I found a bit about Leonard Cohen visiting the Youth Pavilion to read his poetry and talk about his travels. I read about the Queen's visit to Expo (my mother visited the Royal Yacht Britannia when she wasn't there and I put a bit about it in my play Looking For Mrs. Peel which is about 1967.) She told me the crew adored the Queen Mother but did not like Prince Philip. Hard to believe.

In a Gazette but a few years later, 69 there's a piece predicting that by 1980 the Monarchy will be out in Canada. So much for predications. Oh, and there's a piece about finding a stash of dynamite hoarded by the FLQ who they refer to as terrorists. I am surprised to see that.

Oh, and I took a trip to wartime to see if there were any mentions of the Ferry Command, where my father served. Plenty of them! I bet the Montreal Gazette had more articles on the Ferry Command than any other paper, as it was based in Montreal. I noticed that the Ferry Command was considered an important part of the war effort, 'as important as bombers' and that many planes went down, on just a bit away from Dorval.

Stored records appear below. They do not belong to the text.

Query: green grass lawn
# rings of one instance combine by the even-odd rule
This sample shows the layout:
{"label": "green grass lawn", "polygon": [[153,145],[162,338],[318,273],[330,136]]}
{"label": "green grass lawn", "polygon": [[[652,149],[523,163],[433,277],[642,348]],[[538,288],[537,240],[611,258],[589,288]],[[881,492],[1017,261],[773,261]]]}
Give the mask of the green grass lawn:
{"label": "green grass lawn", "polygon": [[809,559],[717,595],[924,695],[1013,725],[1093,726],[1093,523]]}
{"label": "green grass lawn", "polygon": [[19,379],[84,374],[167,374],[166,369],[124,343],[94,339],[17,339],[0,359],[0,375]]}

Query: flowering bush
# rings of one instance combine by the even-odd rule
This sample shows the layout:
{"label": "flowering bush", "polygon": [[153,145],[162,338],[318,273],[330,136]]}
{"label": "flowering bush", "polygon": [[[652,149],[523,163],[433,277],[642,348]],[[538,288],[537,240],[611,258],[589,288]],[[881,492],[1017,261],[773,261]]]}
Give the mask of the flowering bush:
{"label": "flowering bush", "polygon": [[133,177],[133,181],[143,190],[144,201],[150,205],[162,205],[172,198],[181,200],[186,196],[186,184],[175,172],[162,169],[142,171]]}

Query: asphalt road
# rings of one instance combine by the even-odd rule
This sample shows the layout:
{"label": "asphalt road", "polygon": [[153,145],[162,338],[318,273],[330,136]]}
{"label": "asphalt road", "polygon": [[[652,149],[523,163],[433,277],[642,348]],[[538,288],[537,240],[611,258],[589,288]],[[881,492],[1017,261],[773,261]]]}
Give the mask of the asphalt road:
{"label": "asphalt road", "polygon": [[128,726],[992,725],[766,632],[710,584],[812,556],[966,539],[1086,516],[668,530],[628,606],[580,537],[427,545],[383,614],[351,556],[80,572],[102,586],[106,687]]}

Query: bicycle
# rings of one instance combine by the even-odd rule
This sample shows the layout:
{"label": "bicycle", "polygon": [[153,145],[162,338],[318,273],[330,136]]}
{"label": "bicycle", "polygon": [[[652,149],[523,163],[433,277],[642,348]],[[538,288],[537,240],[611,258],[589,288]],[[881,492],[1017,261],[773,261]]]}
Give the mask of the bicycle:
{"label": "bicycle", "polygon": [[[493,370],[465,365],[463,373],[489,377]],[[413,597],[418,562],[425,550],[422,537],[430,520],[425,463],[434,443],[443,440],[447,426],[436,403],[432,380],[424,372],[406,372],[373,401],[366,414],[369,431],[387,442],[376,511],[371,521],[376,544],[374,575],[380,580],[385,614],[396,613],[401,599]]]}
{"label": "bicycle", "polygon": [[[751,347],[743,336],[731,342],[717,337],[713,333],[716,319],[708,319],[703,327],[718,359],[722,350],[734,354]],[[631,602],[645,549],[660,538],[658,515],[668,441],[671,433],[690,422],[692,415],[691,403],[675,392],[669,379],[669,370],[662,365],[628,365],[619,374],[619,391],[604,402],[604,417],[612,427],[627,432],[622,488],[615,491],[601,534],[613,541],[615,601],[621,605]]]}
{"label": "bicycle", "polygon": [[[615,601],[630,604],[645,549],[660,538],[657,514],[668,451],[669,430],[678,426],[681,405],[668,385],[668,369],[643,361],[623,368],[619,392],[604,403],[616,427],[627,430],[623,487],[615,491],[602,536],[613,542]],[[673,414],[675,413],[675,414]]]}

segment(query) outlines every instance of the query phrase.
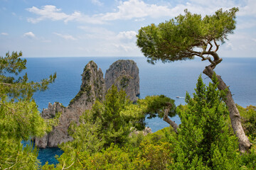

Funny, as I wrote in my short essay on the Ferry Command at, little recognition was given to this service after the war. In fact, only recently were books written about it and a documentary made. I guess this is because no feature films, with, say John Wayne or whatever were made about it. Not much 'romance' in flying planes back and forth over the ocean. Oh.. one other article was of special interest. A group of US ferry commanders incorporated themselves in order to start an airline after the war. Trans Intercontinental or something. Good idea. I don't think it happened though.